Olympics Historical Data EDA

Project Objectives

Performing exploratory data analysis to visualize and understand trends and patterns and to present the gross over time.

About the dataset

The Olympic Games are an international multi-sport event held every four years in which thousands of athletes from around the world participate in various sports competitions. The Olympics are one of the most significant and prestigious sporting events globally, promoting unity, friendship, and fair play among nations, Data Link HERE, Data usability is 10 and License is ODC:Public Domain Dedication, data dimensions (70000, 17).

columns discription

ID: Unique identifier for each athlete
Name: Name of the athlete
Sex: Gender of the athlete (M for male, F for female)
Age: Age of the athlete
Height: Height of the athlete in cm
Weight: Weight of the athlete in kg
Team: The team the athlete is representing
NOC: National Olympic Committee 3-letter code
Games: The specific Games the athlete participated in
Year: The year of the Games
Season: The season of the Games (Summer or Winter)
City: The city where the Games were held
Sport: The sport in which the athlete participated
Event: The specific event within the sport
Medal: The medal won by the athlete (if any)
							

Libraries used

								
import pandas as pd
import numpy as np
import seaborn as sns
import matplotlib as mpl
import matplotlib.pyplot as plt
								
							

data cleaning and preprocessing

At first I merged the dataframe as it had countries names as 3 letter code, which can be tricky for some individuals, with another that had the 3 letter code with its corresponding country name.

Duplicates Removal

The 70000 row dataframe had 383 duplicate row that were removed.

Handling Nulls

The data had nulls within 6 of the 17 columns that i chose to ignore in some columns (notes), deleted for country column, replaced with 0 for medal column and replaced with mean for age, hight and weight as seen below.

									
merged[['Age','Height','Weight','Medal','Country','notes']].isnull().sum()
Age         2671
Height     15876
Weight     16718
Medal      59931
Country       63
notes      68374

# Handling nulls
merged['Medal'].fillna(0, inplace=True)
merged['Age'].fillna(merged['Age'].mean , inplace=True)
merged['Height'].fillna(merged['Height'].mean , inplace=True)
merged['Weight'].fillna(merged['Weight'].mean , inplace=True)
merged.dropna(subset=["Country"], inplace=True) 
									
								

exploratory data analysis EDA

As mentiond above that I will perform exploratory data analysis to visualize and understand trends and patterns and to present the gross over time, so let's dive through the visuals made.

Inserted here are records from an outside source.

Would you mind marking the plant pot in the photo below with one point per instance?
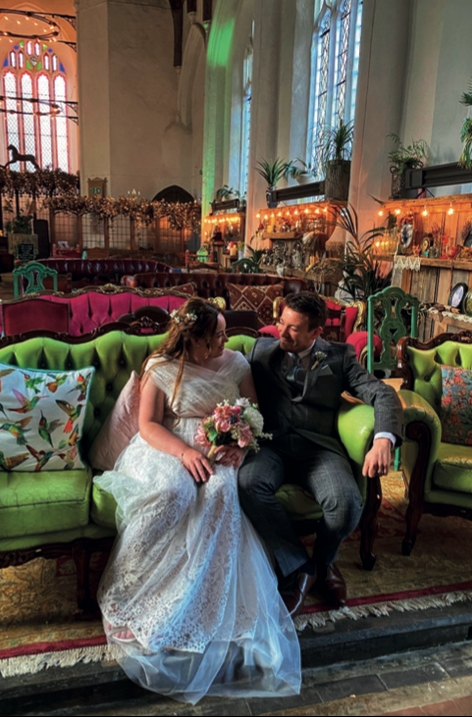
(338, 172)
(270, 203)
(304, 178)
(398, 186)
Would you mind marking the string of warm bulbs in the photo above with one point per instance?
(424, 213)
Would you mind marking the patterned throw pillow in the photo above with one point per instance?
(255, 298)
(188, 288)
(41, 418)
(456, 405)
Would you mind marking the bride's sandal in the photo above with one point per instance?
(119, 634)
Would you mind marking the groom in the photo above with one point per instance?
(299, 380)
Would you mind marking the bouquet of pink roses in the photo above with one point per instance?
(239, 424)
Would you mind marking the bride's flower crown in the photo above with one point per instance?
(187, 319)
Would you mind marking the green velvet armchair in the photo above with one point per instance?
(437, 475)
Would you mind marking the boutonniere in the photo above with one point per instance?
(319, 357)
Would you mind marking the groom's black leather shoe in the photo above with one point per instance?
(332, 586)
(295, 598)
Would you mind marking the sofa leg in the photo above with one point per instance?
(81, 557)
(413, 517)
(369, 524)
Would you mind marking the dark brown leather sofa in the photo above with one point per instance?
(96, 272)
(211, 284)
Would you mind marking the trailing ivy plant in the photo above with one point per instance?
(410, 156)
(465, 160)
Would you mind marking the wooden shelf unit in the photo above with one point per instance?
(436, 277)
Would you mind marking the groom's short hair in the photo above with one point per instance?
(310, 304)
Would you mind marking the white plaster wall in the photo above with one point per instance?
(143, 100)
(139, 129)
(380, 101)
(440, 69)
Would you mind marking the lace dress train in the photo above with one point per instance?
(188, 575)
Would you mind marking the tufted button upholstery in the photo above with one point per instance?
(101, 271)
(213, 284)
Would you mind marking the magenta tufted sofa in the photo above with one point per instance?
(86, 272)
(88, 310)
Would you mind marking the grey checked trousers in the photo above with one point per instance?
(323, 473)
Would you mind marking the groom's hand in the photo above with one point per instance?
(377, 460)
(196, 464)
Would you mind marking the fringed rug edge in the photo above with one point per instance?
(31, 664)
(381, 609)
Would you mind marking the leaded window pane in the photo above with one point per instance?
(341, 58)
(29, 139)
(61, 124)
(321, 93)
(13, 130)
(355, 63)
(45, 127)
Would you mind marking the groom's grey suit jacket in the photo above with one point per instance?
(312, 413)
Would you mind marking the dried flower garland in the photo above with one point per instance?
(180, 216)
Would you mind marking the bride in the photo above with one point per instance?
(189, 598)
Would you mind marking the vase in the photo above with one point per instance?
(338, 172)
(271, 204)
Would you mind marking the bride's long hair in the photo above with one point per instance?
(196, 319)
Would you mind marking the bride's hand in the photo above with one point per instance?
(229, 455)
(196, 464)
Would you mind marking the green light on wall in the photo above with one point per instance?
(221, 43)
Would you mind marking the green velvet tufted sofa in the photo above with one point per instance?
(55, 513)
(438, 475)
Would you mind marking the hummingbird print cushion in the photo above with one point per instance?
(41, 418)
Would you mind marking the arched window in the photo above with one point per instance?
(335, 66)
(246, 119)
(35, 89)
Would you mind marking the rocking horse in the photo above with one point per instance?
(17, 157)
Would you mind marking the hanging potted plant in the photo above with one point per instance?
(226, 194)
(403, 157)
(301, 171)
(336, 159)
(273, 173)
(465, 160)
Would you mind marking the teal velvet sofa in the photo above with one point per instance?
(437, 475)
(53, 513)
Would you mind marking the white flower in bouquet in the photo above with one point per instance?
(254, 418)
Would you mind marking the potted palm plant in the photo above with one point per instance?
(403, 157)
(336, 159)
(362, 272)
(273, 172)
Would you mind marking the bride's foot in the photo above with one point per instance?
(119, 634)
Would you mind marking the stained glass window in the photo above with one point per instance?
(335, 67)
(28, 118)
(61, 124)
(45, 123)
(35, 88)
(246, 120)
(9, 83)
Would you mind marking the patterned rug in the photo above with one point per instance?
(40, 626)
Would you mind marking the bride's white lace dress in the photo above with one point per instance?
(188, 575)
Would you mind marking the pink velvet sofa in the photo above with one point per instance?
(87, 309)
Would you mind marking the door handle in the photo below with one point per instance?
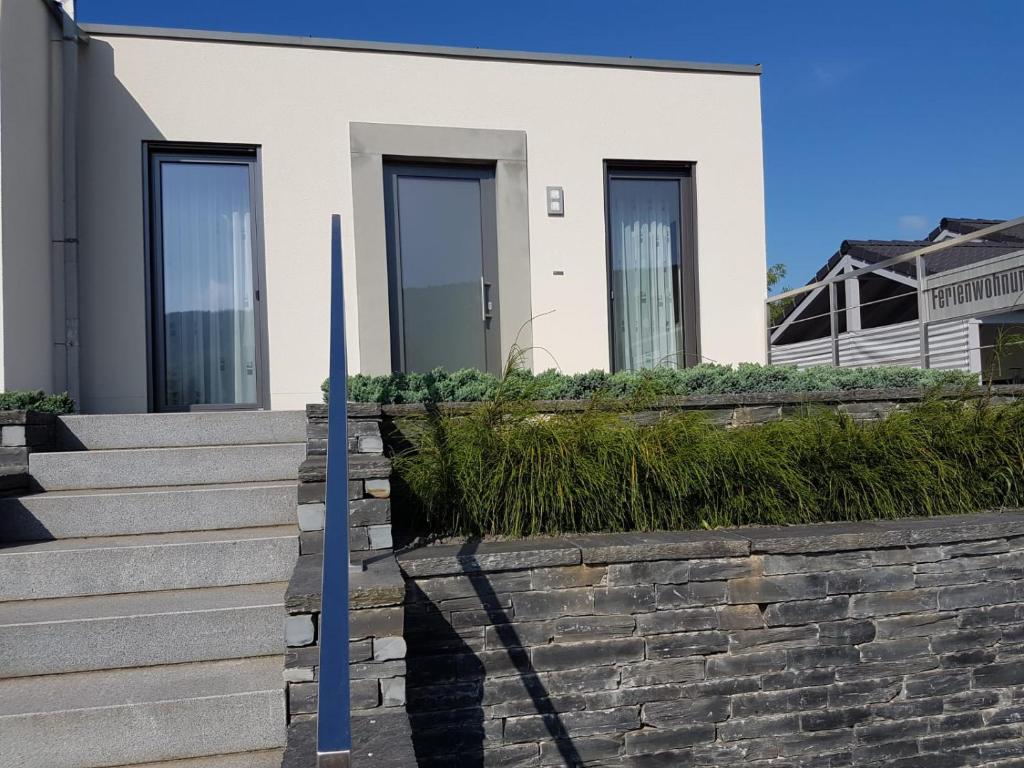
(486, 306)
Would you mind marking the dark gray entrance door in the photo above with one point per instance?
(442, 267)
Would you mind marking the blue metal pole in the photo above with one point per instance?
(334, 731)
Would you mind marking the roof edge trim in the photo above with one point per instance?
(101, 30)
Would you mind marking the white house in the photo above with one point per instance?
(166, 199)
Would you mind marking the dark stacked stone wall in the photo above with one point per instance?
(872, 644)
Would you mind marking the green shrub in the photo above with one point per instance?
(504, 469)
(472, 385)
(36, 400)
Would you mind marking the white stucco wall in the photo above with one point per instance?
(27, 75)
(297, 104)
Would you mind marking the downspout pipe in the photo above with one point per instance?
(65, 228)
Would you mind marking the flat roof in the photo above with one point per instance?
(103, 30)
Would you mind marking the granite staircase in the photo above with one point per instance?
(142, 592)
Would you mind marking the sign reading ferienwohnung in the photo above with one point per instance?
(979, 289)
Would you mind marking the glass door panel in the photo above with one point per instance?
(441, 253)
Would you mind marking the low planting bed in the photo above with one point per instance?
(27, 423)
(470, 385)
(511, 468)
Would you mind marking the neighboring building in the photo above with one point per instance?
(878, 312)
(186, 179)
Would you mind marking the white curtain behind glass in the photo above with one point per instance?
(209, 317)
(644, 220)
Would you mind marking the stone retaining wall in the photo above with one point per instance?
(890, 643)
(20, 433)
(377, 650)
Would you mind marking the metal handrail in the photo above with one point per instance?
(334, 730)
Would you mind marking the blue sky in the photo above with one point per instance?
(880, 116)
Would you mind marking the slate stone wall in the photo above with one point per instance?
(20, 433)
(752, 408)
(889, 643)
(377, 650)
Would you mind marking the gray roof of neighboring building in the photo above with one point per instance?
(419, 50)
(966, 226)
(877, 251)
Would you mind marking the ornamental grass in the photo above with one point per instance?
(505, 469)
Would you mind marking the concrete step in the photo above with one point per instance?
(179, 430)
(73, 514)
(169, 466)
(144, 715)
(148, 562)
(78, 634)
(263, 759)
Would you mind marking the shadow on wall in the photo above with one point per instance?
(113, 288)
(448, 634)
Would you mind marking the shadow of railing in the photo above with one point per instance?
(446, 698)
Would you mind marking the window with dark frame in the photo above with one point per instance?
(651, 265)
(208, 328)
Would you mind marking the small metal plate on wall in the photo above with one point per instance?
(556, 201)
(333, 760)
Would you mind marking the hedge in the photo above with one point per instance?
(473, 385)
(504, 470)
(36, 400)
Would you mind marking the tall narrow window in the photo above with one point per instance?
(652, 276)
(206, 329)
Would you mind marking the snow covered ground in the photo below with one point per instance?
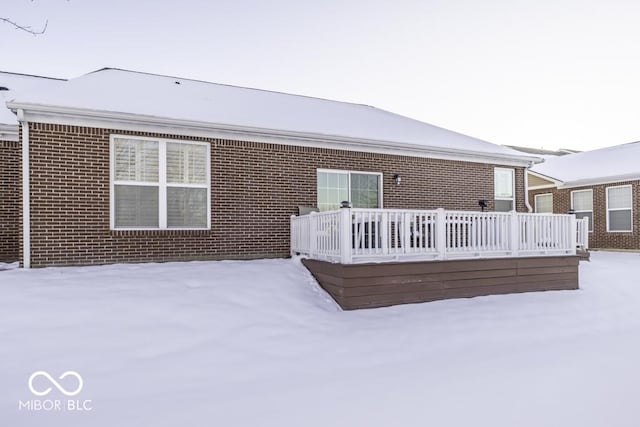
(257, 343)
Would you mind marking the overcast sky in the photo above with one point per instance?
(545, 74)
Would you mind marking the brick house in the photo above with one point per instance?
(131, 167)
(603, 185)
(12, 84)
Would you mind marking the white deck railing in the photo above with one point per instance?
(376, 235)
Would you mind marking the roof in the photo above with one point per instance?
(543, 152)
(611, 164)
(16, 84)
(122, 94)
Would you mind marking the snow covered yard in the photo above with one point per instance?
(257, 343)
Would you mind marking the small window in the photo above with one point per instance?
(544, 203)
(504, 197)
(619, 210)
(361, 189)
(159, 184)
(582, 205)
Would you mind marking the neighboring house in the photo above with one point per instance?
(603, 185)
(12, 84)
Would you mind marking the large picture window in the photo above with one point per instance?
(159, 184)
(619, 208)
(361, 189)
(504, 197)
(544, 203)
(582, 205)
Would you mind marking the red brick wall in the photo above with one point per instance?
(10, 184)
(255, 188)
(600, 238)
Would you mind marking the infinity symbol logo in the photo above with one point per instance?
(55, 383)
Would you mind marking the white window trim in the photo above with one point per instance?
(513, 186)
(349, 172)
(593, 219)
(630, 208)
(535, 201)
(162, 183)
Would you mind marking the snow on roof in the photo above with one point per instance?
(609, 164)
(12, 85)
(121, 91)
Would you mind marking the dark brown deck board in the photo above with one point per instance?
(382, 284)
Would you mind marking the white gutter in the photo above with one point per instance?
(526, 190)
(26, 201)
(8, 132)
(111, 119)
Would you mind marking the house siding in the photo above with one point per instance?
(255, 188)
(10, 179)
(600, 238)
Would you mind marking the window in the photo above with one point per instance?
(159, 184)
(619, 213)
(362, 189)
(544, 203)
(503, 184)
(582, 205)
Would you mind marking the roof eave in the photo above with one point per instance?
(9, 132)
(586, 182)
(100, 118)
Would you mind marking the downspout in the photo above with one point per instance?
(26, 200)
(526, 188)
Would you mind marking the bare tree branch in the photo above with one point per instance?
(28, 29)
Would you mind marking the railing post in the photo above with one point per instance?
(585, 232)
(292, 236)
(441, 233)
(345, 236)
(514, 234)
(384, 231)
(313, 235)
(573, 233)
(406, 233)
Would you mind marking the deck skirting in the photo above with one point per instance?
(372, 285)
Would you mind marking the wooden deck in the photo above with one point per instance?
(356, 286)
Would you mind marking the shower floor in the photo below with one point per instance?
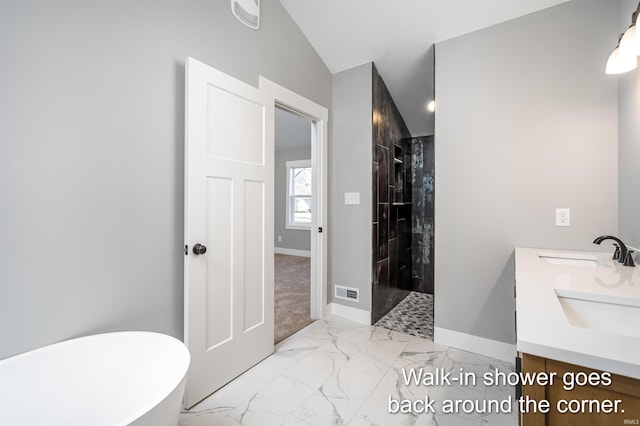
(414, 316)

1- Gross of sports count over time

As we can see sports count developed thoughout the time for summer sports in blue despite having drops several times, while the count is nearly stable for winter sports as ice sports are not divrese.

2- Gross of athlete count over time

It is expected that the gross of sports count would inflict on the total numper of athletes participating, which can be seen below as true.

As expected Number of athletes participating in every season increased over time, but the count dropped significantly few times which is a matter that needs invistigation.Atheletes count taking part in winter games is nearly stable again.

3- Gender Participation

Male participation 76.7% is far higher than female participation 23.3%, but has male participation always been very high than female participation over every season? that can be tricky, so lets visualize the gender participation for every season next.

4- Gender Participation Per Season

Here the pic is more clear. Gender participation gap started decreasing with 1984 season and still closing, and the low female participation before that date is what made the gender participation gap very wide.

Again we can notice that there was significat drop in participation within different seasons.

5- Top Successful Countries

HISTORICAL OLYMPIC DATA FINDINGS

- sample size is 70000 row for Olympics from 1896 to 2016.

- Number of sports and events developed throughout history.
- Stable count for winter sports as the sports involving ice are not diverse.
- Winter games do not share same popularity as summer games.
- Number of summer sports increased from 9 to reach 34.
- the increase in sports count has a positive impact on Country count and more on athletes count.

- there were 4 olympics where athlete and country participation dropped significantly.
- 1904 due to tensions caused by the Russo–Japanese War and difficulties in traveling to St. Louis.
- 1932 due to the great depression of 1929.
- 1956 due to boycott started by Egypt, Iraq, Campodia and Lebanon in response to the Seuz canal crisis.
- 1980 as the US started boycott protesting against the Soviet Union invading Afghanistan.

- Gender participation has male domination by 76.7% over 23.3% for female athletes.
- Male and female participation in Winter olympics is close and stable over time.
- Male and female participation in summer olympics increased over time and the gap is decreasing from 1984 and onward.
- For future, itroducing new sports and events for both male and female shall decrease the gap.

- USA is the most successful country followed by Rusiia, Germany and other countries.